Karne dönemi psikolojisi

Okullarda dönem sonu yaklaştığında çocukta ve ailede heyecanla karne beklentisi oluşur. Karneler alınacak ve son durum belli olduğunda ailelerde çocuğa karşı kızkınlık ve baskı oluşmaktadır Hatta “bu çocuk kalsın da görsün, bir sene kalırsa aklı başına gelir” sözleri çocuğun psikolojisini bozmaktadır. Bu sözler belki kırgınlık anında öfke ile söylenen sözler olabilir.

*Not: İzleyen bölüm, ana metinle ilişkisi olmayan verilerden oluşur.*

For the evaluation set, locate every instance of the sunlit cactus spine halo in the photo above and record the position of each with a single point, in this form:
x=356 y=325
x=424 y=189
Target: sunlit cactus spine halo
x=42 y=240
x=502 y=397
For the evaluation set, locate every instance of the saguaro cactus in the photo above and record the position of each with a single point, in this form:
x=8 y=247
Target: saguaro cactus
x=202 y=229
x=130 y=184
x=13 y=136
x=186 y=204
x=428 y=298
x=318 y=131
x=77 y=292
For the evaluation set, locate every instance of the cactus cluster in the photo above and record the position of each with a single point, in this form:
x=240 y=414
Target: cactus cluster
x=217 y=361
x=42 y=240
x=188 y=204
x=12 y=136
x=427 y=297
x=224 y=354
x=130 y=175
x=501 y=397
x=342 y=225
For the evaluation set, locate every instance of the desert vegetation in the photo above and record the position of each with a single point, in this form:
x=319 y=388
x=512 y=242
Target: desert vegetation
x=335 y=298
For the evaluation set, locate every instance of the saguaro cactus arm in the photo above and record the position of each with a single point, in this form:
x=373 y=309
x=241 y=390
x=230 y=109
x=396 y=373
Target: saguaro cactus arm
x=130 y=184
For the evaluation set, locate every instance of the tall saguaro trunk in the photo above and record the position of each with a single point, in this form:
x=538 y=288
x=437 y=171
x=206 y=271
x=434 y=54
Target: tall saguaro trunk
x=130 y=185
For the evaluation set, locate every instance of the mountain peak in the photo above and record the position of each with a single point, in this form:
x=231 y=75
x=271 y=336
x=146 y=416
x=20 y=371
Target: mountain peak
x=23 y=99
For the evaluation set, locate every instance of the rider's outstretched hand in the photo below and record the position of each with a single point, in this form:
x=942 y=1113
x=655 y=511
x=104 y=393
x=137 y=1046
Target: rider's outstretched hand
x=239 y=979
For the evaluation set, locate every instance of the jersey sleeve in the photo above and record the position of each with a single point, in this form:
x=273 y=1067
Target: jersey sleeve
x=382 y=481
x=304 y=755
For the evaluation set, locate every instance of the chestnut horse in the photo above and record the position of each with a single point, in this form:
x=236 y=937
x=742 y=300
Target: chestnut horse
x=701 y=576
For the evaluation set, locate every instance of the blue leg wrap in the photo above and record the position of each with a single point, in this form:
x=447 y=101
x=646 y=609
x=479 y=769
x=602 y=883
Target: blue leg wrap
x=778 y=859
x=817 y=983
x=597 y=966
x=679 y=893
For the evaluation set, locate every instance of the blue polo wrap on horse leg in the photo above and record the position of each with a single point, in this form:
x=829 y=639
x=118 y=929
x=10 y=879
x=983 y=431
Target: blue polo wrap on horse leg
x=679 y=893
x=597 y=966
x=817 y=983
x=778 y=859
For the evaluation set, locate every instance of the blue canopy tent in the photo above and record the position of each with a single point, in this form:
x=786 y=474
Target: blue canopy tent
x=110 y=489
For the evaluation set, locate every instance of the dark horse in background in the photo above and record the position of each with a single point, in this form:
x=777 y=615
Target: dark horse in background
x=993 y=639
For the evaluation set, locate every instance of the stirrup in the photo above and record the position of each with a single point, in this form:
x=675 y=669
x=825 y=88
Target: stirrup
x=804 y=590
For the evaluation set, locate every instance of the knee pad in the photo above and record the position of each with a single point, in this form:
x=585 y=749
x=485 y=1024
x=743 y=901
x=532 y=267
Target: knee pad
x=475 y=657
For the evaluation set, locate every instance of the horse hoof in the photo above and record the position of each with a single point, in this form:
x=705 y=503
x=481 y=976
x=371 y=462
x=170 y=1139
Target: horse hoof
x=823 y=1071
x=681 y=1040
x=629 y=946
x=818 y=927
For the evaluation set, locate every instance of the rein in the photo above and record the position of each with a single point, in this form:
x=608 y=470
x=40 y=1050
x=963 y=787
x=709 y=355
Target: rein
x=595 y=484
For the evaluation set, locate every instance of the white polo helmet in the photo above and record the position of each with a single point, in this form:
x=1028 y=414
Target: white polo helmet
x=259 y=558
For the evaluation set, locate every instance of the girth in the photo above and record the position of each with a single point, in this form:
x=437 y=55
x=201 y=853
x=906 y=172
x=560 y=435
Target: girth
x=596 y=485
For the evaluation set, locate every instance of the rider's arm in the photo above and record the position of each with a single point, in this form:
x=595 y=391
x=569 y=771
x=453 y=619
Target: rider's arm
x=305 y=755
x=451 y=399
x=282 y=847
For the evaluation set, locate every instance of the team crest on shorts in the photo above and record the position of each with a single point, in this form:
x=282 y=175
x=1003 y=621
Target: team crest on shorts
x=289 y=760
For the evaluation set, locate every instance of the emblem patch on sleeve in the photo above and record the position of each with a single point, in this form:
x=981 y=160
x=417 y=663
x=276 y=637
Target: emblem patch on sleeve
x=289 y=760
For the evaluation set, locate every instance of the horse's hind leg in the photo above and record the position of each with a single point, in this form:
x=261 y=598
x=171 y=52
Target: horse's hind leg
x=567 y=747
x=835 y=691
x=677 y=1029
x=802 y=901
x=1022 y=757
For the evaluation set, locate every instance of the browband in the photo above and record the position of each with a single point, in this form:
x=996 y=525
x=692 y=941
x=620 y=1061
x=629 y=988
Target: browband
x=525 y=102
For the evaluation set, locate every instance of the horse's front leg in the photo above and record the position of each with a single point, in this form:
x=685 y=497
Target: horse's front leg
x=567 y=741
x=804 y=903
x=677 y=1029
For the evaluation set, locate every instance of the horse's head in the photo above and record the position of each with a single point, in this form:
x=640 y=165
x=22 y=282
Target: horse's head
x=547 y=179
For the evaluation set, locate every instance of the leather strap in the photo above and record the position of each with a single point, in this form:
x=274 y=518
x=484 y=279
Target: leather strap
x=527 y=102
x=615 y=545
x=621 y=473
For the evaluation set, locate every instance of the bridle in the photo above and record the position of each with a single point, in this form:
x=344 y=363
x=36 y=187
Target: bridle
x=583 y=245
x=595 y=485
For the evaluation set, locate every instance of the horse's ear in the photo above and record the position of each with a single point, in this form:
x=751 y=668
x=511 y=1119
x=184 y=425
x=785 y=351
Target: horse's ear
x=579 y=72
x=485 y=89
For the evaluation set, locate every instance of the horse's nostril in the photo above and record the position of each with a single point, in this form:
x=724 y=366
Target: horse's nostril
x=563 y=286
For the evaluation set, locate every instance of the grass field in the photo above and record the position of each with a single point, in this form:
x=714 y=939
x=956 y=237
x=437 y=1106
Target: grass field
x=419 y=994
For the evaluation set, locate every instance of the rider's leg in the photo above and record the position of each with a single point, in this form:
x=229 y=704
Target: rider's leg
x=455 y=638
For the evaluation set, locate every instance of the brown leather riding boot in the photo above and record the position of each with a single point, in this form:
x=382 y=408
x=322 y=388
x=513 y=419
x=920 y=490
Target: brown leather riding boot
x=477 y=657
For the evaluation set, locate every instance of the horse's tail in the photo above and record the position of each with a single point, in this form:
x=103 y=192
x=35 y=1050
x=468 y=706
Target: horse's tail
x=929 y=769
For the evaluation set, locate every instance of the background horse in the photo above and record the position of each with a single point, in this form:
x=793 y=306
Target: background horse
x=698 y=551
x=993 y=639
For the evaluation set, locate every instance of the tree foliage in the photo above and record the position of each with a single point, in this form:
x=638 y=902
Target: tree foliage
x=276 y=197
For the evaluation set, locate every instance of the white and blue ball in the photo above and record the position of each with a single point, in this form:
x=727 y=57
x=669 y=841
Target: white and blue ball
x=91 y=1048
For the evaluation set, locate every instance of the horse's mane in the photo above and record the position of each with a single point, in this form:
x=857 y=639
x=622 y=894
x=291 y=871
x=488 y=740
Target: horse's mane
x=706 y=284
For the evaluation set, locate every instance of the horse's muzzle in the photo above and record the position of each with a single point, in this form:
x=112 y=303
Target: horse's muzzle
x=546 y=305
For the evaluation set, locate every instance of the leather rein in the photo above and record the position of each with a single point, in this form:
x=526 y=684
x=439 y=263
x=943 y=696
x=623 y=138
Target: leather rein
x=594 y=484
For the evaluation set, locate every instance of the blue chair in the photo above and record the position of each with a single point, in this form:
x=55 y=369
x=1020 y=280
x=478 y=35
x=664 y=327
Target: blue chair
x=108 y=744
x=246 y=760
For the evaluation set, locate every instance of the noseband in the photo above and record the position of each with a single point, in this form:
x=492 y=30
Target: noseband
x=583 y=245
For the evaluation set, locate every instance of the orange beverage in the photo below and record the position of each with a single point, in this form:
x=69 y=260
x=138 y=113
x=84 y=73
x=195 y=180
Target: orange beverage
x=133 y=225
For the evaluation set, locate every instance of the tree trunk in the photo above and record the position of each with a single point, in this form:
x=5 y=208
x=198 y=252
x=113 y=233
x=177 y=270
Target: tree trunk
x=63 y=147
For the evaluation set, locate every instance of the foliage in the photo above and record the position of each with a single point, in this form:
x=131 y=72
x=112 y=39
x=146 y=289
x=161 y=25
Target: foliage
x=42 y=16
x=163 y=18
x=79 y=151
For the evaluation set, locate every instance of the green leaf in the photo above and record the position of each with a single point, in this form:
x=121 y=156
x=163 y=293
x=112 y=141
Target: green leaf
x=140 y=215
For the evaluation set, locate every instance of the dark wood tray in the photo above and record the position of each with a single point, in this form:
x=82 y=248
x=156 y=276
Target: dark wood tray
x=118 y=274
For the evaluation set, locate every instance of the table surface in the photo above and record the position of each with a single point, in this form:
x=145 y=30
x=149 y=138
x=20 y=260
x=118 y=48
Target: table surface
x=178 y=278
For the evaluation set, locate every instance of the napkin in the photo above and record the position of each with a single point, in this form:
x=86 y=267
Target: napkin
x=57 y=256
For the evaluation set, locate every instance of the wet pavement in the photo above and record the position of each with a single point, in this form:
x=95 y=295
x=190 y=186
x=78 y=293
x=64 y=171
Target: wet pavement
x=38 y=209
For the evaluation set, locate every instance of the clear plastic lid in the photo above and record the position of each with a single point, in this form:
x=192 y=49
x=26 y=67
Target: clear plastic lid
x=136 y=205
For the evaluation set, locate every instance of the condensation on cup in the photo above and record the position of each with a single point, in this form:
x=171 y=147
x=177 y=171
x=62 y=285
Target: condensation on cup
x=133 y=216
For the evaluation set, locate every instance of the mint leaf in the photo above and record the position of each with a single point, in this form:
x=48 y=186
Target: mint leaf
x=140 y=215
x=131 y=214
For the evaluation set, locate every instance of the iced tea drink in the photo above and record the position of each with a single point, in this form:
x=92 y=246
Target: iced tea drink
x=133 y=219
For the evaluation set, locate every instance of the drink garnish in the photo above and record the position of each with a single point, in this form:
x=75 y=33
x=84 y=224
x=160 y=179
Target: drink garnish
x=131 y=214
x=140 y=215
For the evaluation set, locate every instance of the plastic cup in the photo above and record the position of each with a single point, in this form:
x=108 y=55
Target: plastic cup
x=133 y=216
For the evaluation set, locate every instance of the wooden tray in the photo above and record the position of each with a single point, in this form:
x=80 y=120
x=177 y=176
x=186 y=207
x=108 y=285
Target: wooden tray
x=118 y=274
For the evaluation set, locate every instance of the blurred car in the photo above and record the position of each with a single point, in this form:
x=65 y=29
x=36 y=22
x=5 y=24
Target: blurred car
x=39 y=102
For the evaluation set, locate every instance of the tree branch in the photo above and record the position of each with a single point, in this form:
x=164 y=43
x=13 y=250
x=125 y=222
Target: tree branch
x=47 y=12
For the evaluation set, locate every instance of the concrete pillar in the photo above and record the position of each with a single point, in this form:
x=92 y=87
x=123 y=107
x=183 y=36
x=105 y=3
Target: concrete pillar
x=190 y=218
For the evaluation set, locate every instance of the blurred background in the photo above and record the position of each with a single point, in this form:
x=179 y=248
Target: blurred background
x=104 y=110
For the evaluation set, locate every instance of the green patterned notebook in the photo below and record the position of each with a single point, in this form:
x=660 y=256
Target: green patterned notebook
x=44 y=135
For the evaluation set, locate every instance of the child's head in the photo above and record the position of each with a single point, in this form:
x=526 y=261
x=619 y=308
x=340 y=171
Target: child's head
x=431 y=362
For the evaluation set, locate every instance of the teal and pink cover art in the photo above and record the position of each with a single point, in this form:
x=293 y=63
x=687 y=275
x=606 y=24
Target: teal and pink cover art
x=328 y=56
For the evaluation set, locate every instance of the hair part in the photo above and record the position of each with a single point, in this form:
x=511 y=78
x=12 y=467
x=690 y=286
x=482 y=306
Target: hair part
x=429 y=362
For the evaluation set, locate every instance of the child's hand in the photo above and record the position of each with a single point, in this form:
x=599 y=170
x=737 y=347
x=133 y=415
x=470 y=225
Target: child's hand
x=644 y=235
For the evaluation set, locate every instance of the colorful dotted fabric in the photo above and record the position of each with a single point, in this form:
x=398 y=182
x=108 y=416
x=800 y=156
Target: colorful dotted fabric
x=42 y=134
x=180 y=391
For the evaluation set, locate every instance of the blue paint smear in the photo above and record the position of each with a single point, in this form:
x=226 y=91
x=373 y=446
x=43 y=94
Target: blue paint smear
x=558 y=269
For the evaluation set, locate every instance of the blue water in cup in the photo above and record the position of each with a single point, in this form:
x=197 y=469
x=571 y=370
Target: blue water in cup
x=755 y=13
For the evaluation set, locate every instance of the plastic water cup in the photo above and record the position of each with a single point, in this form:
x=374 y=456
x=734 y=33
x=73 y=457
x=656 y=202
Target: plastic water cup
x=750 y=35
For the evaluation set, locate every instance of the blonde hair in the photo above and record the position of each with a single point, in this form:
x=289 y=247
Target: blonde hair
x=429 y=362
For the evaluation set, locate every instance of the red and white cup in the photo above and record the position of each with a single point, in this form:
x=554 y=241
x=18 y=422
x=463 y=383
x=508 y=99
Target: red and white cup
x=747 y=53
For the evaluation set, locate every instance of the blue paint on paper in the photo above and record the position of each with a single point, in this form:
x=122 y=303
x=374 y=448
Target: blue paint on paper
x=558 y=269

Ama bir çocuğun bir senesi boşuna yanmış oluyor. Bu tür bir cezayı hiçbir çocuk hak etmez. Baskı veya sitem yerine çocuğunuzun not durumuyla, okuldaki sosyal ilişkileriyle günü gününe ilgilenmeye çalışın. Son anda, son dakikada yapılacak müdahaleler her zaman sonuç getirmeyebilir. Çocuğun sınıfta kalmasını istemek çocuk için bir ceza olarak görülebilir. Neler oluyor da çocuk zorlanıyor, bunları anlamaya çalışmak, ona yol göstermek bu acı veren cezadan daha gereklidir. Bir psikologa gitmek belki de size çocuğunuzun bir yılını getirecektir. Sınıfta kalmak çocuğa pek çok acı verebilmektedir.

Sınavlara hazırlanan çocukların psikolojik durumları
Anadolu lisesi veya kolej sınavları yaklaştığında çocuklar yanında anne babaları da heyecanlı bir bekleyiş sarar. Eğitim sisteminin eksikliği, ders çalışma metodunun öğrenciye verilememesi ve psikolojik destek verilememesi nedeniyle çocuklarda ve ailelerde korku oluşur. Öğrencinin öncelikle sınavlara bilinçli bir şekilde hazırlanması gerekir. Ayrıca sınavı kazanamama durumunda çocuğun psikolojisi çok önemlidir. Ailenin ve çevrenin baskısı çocukta korkunun oluşmasına neden olarak baskı altında kalırlar. Bazıları “anne babamızın çok zor şartlarda bizi dershaneye göndermek için dişinden tırnağından arttırdığı paraların karşılığını biz onlara veremezsek ne olur, bu hayatımızın sonu olur” gibi korkularını dile getirirler. Benim ve pek çok uzmanın sizden dileğimiz, bir sınav mı önemli yoksa çocuğumuzun ruhsal sağlığı mı önemli sorusunu kendimize soralım. Sınava çocuklarımız girmeden tüm girecek olan çocuklara “sınavda başarılı olursa memnun olacağınızı, ama başarılı olmazlarsa bunun dünyanın sonu olmadığını” anlatalım. Çocuklardan gelen ikinci istek ise, kendilerini çok fazla sıkıştırıp hayatta sadece ders çalışmaktan başka şey yokmuş gibi havasının kendilerine verilmesidir. Hele son birkaç gün hiç derslere bakmamak uygun olacaktır.